Pope’s new pontifical council for secularized Christian countries
(June 29, 2010) Pope Benedict XVI on Monday announced he is establishing a new pontifical
council in the Vatican for re-evangelization and find ways "to re-propose the perennial
truth of the Gospel" in traditional Christians countries where secularism is smothering
faith life. Leading an evening prayer service at Rome's Basilica of St. Paul Outside
the Walls on Monday, the eve of the feast of Sts. Peter and Paul, Pope Benedict said
there are areas of the globe that have been known as Christian for centuries, but
where in the past few centuries "the process of secularization has produced a serious
crisis" in people's sense of what it means to be Christian and to belong to the church.

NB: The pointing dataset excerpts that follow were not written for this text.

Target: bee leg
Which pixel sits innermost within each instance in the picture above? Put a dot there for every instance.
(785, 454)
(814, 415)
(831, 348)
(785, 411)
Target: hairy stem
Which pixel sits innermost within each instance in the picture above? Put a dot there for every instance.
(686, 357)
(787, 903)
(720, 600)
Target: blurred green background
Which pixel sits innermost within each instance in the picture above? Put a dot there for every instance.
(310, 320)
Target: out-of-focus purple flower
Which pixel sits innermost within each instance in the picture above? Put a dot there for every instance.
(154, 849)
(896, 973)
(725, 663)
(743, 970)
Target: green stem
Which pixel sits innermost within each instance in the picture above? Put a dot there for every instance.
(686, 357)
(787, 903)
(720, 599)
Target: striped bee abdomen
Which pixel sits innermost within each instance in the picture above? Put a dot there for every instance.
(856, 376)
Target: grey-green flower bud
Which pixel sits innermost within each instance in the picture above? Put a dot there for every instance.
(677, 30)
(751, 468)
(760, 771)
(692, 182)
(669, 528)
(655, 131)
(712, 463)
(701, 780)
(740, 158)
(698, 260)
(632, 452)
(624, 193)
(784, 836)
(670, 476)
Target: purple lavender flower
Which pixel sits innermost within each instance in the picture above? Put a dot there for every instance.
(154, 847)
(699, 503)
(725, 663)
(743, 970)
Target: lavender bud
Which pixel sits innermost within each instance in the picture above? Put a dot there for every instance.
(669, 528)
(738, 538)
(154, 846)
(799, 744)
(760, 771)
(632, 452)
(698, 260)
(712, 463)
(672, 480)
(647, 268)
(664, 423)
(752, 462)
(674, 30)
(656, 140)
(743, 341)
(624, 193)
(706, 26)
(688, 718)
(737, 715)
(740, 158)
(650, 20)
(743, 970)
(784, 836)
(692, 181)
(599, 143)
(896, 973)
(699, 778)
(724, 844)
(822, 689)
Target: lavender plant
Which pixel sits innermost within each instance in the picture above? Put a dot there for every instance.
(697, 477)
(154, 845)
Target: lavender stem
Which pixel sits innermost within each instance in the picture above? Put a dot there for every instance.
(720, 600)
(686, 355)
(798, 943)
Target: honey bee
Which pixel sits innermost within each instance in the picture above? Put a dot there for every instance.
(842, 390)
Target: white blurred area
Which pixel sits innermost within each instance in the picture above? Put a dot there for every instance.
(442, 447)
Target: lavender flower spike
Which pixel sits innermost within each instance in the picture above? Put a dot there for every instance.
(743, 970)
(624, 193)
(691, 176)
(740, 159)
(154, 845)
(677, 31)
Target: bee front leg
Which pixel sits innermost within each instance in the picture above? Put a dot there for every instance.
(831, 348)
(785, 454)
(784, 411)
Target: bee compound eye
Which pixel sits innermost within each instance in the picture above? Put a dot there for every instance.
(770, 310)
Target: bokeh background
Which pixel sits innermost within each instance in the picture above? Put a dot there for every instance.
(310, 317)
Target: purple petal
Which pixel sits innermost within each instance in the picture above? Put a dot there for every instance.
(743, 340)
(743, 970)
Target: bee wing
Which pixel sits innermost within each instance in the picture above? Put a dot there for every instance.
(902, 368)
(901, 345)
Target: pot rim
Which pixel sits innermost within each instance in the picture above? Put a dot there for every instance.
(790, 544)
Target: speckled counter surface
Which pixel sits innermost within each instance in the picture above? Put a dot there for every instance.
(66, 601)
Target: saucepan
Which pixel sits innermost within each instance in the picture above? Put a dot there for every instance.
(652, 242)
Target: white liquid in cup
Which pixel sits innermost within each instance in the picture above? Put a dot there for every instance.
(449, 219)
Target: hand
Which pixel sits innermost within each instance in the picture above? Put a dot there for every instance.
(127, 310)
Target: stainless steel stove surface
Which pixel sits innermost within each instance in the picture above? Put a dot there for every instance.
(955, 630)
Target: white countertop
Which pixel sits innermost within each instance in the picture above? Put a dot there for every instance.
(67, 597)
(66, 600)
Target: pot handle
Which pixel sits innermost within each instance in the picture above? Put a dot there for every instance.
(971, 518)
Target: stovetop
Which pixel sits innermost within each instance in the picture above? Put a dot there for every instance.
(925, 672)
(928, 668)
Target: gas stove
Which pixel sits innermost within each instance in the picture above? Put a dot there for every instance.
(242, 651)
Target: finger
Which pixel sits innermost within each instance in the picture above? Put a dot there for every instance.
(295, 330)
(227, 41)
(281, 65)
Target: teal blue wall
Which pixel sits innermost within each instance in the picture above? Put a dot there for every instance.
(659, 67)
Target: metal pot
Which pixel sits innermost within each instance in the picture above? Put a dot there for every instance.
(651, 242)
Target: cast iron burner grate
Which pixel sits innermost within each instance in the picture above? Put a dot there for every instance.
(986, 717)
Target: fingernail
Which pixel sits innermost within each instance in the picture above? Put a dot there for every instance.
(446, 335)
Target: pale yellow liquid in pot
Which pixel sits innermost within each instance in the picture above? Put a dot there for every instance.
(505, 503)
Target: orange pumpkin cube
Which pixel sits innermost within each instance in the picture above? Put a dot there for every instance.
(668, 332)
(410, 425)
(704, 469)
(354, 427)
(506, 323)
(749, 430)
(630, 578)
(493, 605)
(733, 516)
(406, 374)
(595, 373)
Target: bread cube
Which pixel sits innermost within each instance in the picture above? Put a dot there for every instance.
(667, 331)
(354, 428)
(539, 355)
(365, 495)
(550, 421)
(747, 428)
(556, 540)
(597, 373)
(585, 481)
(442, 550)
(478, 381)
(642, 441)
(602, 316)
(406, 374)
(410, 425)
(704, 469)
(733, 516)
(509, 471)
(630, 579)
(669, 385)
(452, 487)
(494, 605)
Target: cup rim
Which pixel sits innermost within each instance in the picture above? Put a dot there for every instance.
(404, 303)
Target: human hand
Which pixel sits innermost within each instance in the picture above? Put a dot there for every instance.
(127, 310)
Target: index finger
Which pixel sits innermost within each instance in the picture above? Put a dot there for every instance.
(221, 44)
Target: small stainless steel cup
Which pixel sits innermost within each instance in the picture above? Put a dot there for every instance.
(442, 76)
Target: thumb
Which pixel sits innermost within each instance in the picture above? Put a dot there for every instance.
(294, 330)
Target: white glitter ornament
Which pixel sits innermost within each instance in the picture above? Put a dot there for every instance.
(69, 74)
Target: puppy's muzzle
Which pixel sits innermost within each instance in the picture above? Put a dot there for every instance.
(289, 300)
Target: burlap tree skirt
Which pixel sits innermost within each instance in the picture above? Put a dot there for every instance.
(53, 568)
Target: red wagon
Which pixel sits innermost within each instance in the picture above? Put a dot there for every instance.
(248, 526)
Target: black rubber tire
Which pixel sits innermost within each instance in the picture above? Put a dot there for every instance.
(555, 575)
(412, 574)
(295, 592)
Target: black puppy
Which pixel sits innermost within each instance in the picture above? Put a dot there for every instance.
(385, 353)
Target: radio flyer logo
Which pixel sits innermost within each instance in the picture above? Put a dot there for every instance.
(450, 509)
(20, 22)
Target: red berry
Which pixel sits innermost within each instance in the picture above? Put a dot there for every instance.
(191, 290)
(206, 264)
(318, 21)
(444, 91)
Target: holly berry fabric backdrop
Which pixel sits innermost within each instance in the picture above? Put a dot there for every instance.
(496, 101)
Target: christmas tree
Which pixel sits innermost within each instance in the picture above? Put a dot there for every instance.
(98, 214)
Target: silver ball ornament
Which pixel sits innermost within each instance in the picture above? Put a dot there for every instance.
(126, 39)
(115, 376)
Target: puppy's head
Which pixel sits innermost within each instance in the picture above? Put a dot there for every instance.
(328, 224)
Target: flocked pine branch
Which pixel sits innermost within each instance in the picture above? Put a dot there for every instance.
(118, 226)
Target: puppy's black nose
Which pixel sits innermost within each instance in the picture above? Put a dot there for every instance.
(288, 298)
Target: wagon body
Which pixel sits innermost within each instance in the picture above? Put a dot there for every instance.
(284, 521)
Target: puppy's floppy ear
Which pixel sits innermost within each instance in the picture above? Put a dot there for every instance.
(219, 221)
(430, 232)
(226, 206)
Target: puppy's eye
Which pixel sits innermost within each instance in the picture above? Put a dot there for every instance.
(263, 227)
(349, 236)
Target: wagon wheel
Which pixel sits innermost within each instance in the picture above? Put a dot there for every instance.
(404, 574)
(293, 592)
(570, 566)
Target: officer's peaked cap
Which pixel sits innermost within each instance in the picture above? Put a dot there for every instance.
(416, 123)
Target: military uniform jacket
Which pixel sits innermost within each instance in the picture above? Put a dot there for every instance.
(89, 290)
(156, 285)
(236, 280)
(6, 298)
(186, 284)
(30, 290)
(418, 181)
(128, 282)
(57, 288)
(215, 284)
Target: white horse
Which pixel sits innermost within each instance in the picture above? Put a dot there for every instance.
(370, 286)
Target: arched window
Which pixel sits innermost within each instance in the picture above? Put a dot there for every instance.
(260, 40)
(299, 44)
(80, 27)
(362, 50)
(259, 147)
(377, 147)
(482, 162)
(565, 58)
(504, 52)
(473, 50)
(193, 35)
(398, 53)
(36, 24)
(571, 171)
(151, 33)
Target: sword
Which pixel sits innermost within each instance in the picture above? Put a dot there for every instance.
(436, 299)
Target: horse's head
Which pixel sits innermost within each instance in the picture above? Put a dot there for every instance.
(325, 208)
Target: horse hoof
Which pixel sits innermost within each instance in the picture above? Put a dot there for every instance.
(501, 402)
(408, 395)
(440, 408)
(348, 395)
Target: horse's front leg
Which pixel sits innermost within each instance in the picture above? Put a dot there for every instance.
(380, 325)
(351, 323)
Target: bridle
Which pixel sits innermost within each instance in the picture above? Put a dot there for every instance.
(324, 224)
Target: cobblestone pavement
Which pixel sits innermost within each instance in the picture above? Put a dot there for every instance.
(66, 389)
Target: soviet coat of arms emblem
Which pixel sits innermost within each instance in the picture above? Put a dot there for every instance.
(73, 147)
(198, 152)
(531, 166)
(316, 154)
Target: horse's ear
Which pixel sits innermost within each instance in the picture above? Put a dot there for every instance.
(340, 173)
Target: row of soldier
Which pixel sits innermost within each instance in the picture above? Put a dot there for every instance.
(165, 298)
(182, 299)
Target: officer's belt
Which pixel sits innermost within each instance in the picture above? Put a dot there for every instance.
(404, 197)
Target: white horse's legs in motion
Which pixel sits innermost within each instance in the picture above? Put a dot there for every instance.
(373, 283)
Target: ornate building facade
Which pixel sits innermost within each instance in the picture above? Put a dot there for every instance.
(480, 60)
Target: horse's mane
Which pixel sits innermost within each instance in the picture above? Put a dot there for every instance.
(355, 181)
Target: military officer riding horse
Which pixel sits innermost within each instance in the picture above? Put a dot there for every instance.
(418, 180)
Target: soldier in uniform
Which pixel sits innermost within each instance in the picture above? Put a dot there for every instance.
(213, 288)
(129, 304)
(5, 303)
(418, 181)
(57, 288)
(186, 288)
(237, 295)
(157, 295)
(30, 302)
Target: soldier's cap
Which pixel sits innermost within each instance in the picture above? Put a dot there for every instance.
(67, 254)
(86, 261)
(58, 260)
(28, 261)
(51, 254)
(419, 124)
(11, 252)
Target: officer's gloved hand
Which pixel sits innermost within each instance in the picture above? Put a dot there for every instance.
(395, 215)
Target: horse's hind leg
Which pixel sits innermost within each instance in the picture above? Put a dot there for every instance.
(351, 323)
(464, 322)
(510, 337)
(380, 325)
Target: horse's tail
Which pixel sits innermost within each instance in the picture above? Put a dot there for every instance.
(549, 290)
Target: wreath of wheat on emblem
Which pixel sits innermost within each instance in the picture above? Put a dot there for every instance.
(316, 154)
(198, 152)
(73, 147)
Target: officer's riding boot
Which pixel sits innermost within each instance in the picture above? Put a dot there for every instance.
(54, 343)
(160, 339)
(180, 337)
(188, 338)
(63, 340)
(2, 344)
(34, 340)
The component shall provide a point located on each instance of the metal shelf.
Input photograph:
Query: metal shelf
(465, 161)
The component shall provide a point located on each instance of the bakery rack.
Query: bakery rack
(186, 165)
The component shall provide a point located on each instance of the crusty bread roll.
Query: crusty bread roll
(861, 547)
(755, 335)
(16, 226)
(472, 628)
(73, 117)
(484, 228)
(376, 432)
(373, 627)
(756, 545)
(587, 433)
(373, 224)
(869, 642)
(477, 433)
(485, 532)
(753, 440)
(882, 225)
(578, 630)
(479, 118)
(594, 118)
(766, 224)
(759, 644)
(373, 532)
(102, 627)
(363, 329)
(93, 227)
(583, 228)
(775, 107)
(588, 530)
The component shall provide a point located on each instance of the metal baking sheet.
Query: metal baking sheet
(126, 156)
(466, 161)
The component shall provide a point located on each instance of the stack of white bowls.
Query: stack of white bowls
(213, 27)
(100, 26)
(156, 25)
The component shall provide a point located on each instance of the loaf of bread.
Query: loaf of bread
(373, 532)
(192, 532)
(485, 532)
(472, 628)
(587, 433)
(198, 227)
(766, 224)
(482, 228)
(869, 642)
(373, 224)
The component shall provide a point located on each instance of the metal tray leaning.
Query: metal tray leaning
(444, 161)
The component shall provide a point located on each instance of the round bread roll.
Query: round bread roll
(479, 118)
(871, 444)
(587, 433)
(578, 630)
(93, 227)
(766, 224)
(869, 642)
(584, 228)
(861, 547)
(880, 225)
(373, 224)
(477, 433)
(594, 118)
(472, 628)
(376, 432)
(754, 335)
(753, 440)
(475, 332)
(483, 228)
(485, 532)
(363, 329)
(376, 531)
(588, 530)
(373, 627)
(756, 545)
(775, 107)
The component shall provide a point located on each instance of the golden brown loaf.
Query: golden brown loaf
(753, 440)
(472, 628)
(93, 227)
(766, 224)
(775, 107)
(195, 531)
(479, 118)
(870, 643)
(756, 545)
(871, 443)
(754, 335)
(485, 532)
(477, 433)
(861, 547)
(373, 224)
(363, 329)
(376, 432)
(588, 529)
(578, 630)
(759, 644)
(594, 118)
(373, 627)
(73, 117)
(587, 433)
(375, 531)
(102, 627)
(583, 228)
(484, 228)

"I have decided to create a new organism, in the form of a pontifical council, with
the principal task of promoting a renewed evangelization in the countries where the
first proclamation of faith has already resounded and where there are churches of
ancient foundation present, but which are living through a progressive secularization
of society and a kind of 'eclipse of the sense of God,'" he said. The challenge,
he said, is to find ways to help people rediscover the value of faith. The new pontifical
council dedicated to a "renewed evangelization" will be the 12th in the Vatican.
Besides pontifical councils there are also nine congregations.